Luckily, a group of American aviation fanatics had other plans. The Me 262 project was founded in 1993 with the aim of building a new series limited to five Me 262 aircraft. So far, the team has completed and flown two aircraft and a third is nearing completion at their Paine Field headquarters in Washington State.
The new Me 262 was designed to be as faithful as possible to the original. The most significant change was the substitution of twin General Electric J-85 engines (as used in the T-38 Talon) in place of the failure-prone Junkers Jumo 004 powerplants, which had an engine life of only 10 to 25 hours. To make the plane appear as authentic as possible, the J-85s are built into castings of original Jumos. This helps to maintain appropriate weight and balance in the engine nacelles.

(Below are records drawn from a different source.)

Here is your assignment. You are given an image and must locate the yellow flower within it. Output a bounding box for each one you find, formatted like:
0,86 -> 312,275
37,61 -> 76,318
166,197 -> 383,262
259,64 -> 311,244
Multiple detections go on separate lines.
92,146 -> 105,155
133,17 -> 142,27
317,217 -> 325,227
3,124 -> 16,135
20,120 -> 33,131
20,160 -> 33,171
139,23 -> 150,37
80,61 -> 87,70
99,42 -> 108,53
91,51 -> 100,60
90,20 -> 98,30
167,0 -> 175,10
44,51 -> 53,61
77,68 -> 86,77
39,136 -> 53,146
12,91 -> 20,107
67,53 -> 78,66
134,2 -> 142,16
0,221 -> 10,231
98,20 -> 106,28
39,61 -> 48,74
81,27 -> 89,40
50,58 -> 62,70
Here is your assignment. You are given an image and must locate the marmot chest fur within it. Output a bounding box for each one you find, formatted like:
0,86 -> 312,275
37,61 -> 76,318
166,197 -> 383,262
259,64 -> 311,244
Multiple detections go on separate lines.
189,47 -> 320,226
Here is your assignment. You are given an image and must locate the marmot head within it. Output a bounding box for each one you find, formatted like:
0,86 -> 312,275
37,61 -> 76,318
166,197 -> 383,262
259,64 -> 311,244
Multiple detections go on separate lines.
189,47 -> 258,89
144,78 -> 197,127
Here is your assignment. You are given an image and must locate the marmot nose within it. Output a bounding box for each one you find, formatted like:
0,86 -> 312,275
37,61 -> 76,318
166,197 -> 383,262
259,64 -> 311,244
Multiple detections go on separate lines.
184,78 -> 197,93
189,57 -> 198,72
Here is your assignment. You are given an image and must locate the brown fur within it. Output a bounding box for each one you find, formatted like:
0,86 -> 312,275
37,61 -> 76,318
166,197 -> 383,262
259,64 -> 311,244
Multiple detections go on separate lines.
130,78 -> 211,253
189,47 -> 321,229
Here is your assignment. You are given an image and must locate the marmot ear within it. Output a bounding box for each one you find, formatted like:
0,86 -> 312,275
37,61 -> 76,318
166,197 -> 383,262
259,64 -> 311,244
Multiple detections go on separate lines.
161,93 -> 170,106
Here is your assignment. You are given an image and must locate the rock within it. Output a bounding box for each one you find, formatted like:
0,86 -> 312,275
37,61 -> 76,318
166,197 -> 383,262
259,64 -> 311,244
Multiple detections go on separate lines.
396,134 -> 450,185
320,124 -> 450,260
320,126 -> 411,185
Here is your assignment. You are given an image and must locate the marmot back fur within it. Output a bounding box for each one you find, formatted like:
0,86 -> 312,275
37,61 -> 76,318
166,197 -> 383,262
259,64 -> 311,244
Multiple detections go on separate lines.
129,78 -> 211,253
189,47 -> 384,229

Theoretically, the modern engines should allow the Me 262 to fly faster than any previous generation of the aircraft, but the airframe simply wasn't designed for such high speeds. As a result, the design team placed a placarded airspeed limitation of 500 mph on the aircraft. The J-85 is also 40% more efficient than the original engine, giving the new Me 262 a range of approximately 1,100 miles.
One other relatively small change was made to the landing gear, since it was in everyone's best interest to make it as reliable as possible. Apart from that, these machines are as close as you'll ever get to seeing the real thing take flight, right down to the four fearsome nose-mounted Mk 108 cannons. One aircraft is currently operational in the USA, with a second registered in Germany.